Oraya, “Burak” denen taşıyıcı araçla gitmiştir!..
Orada, gelmiş geçmiş birçok Nebiler ve Rasûller,hazır bulunuyordu.
Onlarla beraber orada namaz kıldı... Rasûlullâh (aleyhisselâm) imam oldu ve onlara namaz kıldırdı!.. Bu bildiğiniz şeklî bir namazdan ibaret kulluk değildi yalnızca!.. Bu namaz, bilinç boyutunda yükseliş; ya da bir başka ifade ile “Hakikat”inin semâsında özüne erişi sağlayan bir “URÛC” idi!.. Bu namaz “urûc”un hazırlanışıydı!..
Bu namaz sonrasında, “Mi’râc” denilen olay meydana geldi... Boyut değiştirdi!..
“Mi’râc”ta evvela Dünya semâsına çıktı.
Öncelikle şunu iyi fark edelim ve anlayalım...
“Mi’râc” yani yükselme ile, Berzah âlemi de denilen kabir âlemindeki yani semâ katlarındaki gezinti, tamamıyla BOYUTSAL bir olaydır!.. Kesinlikle fizik beden-madde boyutunda cereyan eden bir olay değildir!..
“Dünya semâsının kapısında...” denildiği zaman, bununla, madde ötesi boyuta geçiş, yani bir başka ifade ile ervâh (ruhlar) âlemine geçiş anlatılmak istenmektedir!..
“Ölümü tadan her kişi gözünü mi’râca diker.”
Şeklindeki Efendimiz (aleyhisselâm)’ın açıklaması da buna işarettir!
Dünya semâsı içinde, birtakım ruhların, kişilerin çektiği azapları müşahede etti ki, Berzâh âlemi denen âlem, bu yedi kat semâyı içine alan bir âlemdir!..
Daha sonra da, Âdem (aleyhisselâm)’ın ruhu ile karşılaştı.
Ölmüş kişilerin ruhlarının ne hâlde olduğunu orada Âdem (aleyhisselâm) müşahede ediyor.

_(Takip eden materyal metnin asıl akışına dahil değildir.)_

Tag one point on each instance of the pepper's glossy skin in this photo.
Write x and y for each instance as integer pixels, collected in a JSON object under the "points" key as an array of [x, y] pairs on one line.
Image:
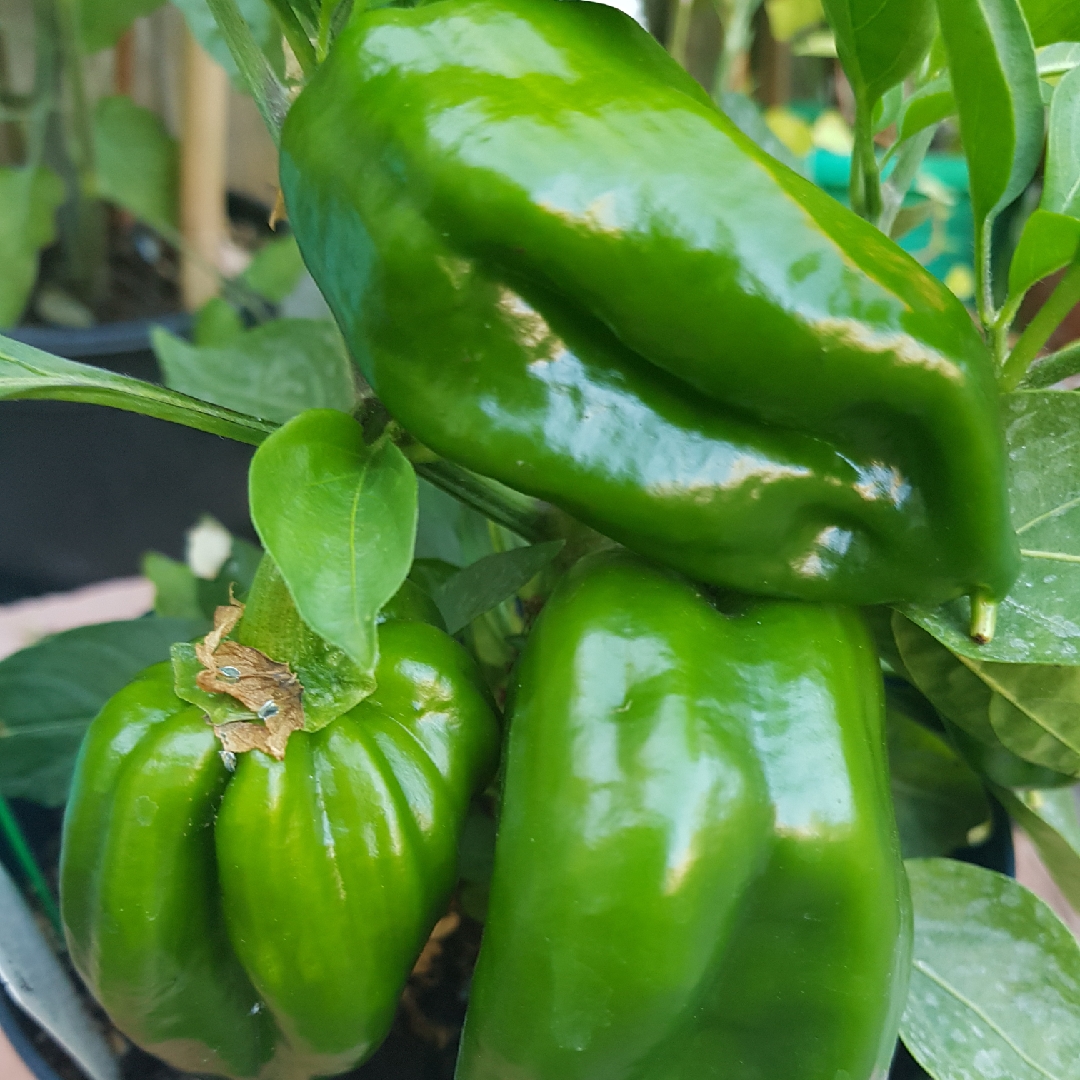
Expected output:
{"points": [[697, 872], [264, 923], [558, 265]]}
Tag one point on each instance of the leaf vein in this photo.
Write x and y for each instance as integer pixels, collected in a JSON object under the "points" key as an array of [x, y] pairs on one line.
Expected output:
{"points": [[996, 1028]]}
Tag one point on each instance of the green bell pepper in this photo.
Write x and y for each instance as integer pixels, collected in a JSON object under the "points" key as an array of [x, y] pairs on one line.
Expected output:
{"points": [[559, 265], [697, 869], [261, 922]]}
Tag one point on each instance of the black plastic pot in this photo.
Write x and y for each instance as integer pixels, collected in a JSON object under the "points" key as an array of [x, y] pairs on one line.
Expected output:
{"points": [[85, 490], [10, 1026]]}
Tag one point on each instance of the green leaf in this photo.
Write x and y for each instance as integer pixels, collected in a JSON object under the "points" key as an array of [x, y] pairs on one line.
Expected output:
{"points": [[879, 41], [29, 373], [744, 112], [260, 21], [1050, 369], [1039, 620], [489, 581], [217, 323], [1050, 820], [929, 105], [996, 83], [1029, 709], [998, 766], [28, 203], [338, 517], [274, 271], [1061, 189], [51, 691], [1052, 21], [995, 984], [273, 372], [103, 22], [175, 586], [1049, 242], [1054, 61], [887, 110], [937, 798], [136, 161]]}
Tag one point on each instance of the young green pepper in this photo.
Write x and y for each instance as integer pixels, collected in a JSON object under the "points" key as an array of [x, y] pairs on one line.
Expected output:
{"points": [[697, 871], [261, 923], [559, 265]]}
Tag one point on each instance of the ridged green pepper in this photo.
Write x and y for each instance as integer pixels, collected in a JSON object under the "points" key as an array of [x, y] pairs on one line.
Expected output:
{"points": [[261, 923], [559, 265], [697, 871]]}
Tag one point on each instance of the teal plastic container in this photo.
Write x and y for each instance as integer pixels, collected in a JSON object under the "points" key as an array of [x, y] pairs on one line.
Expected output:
{"points": [[941, 246]]}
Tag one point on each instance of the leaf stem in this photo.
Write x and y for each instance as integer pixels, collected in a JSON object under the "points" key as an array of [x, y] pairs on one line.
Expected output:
{"points": [[984, 618], [984, 288], [1038, 332], [17, 842], [865, 189], [683, 11], [259, 78], [907, 166], [295, 35], [520, 513], [1053, 368]]}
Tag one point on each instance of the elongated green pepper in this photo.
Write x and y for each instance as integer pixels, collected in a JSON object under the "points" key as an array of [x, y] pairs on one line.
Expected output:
{"points": [[262, 923], [697, 871], [558, 265]]}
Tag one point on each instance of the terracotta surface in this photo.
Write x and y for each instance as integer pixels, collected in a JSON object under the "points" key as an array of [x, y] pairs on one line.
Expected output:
{"points": [[11, 1066]]}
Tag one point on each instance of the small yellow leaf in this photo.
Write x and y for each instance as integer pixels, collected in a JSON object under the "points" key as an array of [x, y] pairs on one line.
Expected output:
{"points": [[791, 130], [960, 281]]}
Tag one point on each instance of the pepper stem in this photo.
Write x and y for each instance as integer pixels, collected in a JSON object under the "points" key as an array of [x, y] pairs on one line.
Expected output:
{"points": [[984, 617]]}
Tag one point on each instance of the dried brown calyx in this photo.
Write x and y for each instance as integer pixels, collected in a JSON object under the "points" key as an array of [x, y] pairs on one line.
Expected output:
{"points": [[269, 689]]}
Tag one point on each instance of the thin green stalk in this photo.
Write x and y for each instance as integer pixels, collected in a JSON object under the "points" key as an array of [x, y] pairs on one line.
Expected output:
{"points": [[984, 619], [296, 36], [259, 78], [325, 24], [984, 288], [865, 173], [737, 21], [11, 832], [908, 162], [526, 516], [680, 30], [1048, 319]]}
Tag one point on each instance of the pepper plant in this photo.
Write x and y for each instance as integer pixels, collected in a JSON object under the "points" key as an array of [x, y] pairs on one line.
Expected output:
{"points": [[589, 308]]}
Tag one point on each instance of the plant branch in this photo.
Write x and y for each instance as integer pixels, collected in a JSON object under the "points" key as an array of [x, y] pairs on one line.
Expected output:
{"points": [[29, 374], [682, 13], [984, 288], [520, 513], [295, 35], [24, 856], [908, 162], [865, 190]]}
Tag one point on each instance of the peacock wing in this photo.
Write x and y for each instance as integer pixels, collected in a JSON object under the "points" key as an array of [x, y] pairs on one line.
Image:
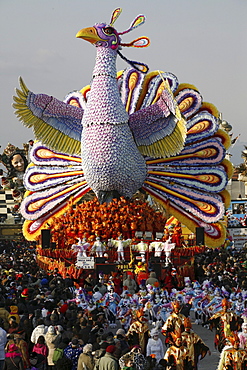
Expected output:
{"points": [[191, 185], [56, 123], [54, 181], [158, 126]]}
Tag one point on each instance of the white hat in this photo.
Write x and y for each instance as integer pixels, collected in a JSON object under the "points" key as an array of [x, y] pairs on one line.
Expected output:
{"points": [[121, 332], [154, 332], [87, 348]]}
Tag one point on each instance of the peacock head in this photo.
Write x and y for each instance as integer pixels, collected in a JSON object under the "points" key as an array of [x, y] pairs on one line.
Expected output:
{"points": [[105, 35]]}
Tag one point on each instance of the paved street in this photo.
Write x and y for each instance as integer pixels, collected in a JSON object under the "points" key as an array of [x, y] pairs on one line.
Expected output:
{"points": [[209, 362]]}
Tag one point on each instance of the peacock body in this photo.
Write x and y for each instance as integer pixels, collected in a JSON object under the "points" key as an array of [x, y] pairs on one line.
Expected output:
{"points": [[112, 160], [137, 130]]}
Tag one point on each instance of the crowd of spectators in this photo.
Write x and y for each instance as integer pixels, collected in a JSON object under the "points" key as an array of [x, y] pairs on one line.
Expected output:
{"points": [[44, 327]]}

Rasûlullâh (aleyhisselâm), Nebiler, Rasûller ve şehîdler âyet hükmü ile sâbittir ki, kabirlerinde hapis değillerdir. Onlar serbest dolaşırlar...
Birinci kat semâ dediğimiz gök; 2. kat semâ, 3. kat semâ, yani 7 kat semâ... Güneş sistemi içindeki yedi gezegenin yörüngeleridir. Kısacası Güneş sistemidir!..
Güneş sistemi, içinde bulunduğumuz galakside bir hiç mesabesindedir!..
Son tespitlere, verilere göre; Samanyolu adını verdiğimiz galakside 400 milyar güneş var. “İNSAN ve SIRLARI” isimli kitabını yazdığım zamanki -1984- verilere göre, Samanyolu’nda 100 milyar yıldızın tespiti yapılmıştı. Şu anda (sene 1994), aldığımız verilere göre Samanyolu’nda 400 milyar güneşin var olduğutespit edilmiş.
Bir açıklamasında Rasûl-ü Ekrem şöyle diyor:
“Dünyanız ve yedi kat semâ, Kürsî’nin içinde çöle atılmış bir yüzük halkası kadardır. Kürsî de Arş’ın içinde gene çöle atılmış bir yüzük halkası gibidir.”